# Current flow in semiconductors

1. Sep 11, 2015

### beyondlight

I have big trouble understanding how current flows in semiconductors.

As i have understood it it has to do with "valence" and "conduction" bands.

I see valence bands as an discrete energy level within an atom that are possessed by electrons. These electrons do not contribute to a net current if there is a electrif field applied over the semiconductor.

However I am confused about the conduction bands. Are they supposed to be viewed as an outer layer of the atom or as energy states, that if an electron can be in those energy states they are completely free from the atoms and just float around in the semiconductor??

The confusing thing is that is if the latter option is true, then it doesn't matter if the valence band is full or empty because they don't contribute to the condution. But if even holes float around in the conduction band then they cancel each other out and so there is not current?

And another confusing thing is that why is there needed to be holes in the valence band in order to enable the electrons to jump down into the holes and thus create a current flow?

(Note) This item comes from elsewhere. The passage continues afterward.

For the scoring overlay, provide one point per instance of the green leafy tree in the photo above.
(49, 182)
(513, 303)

What is the need for electrons to exploit holes in the valence band if they are already in the conduction band?

How does holes in the valence band enable condution??? Isn't it a state where particles are trapped inside atoms? And so cant support conduction??

2. Sep 11, 2015

### Drakkith

Staff Emeritus
I'd think of them as energy states. Trying to think about which electrons are where is confusing, as any electron can be just about anywhere in the atom since the orbitals are probability densities, not set paths through space.

Holes don't exist in the conduction band, they exist in the valence band.

Electrons jumping back down from the conduction band to the valence band isn't what gives you electrical current. The movement of the electrons and the movement of the holes combined give you current flow. A hole on one side of a diode can move to the other side, acting as if it were a positive charge. Since the hole has moved, the location it was originally at is now more negatively charged, as it was replaced by an electron in the valence band (this is not recombination, its just electrons moving around in the valence band). So you have the movement of the original electron that was excited into the conduction band, plus the movement of electrons in the valence band (which is modeled as if the hole were a positive charge moving in the opposite direction).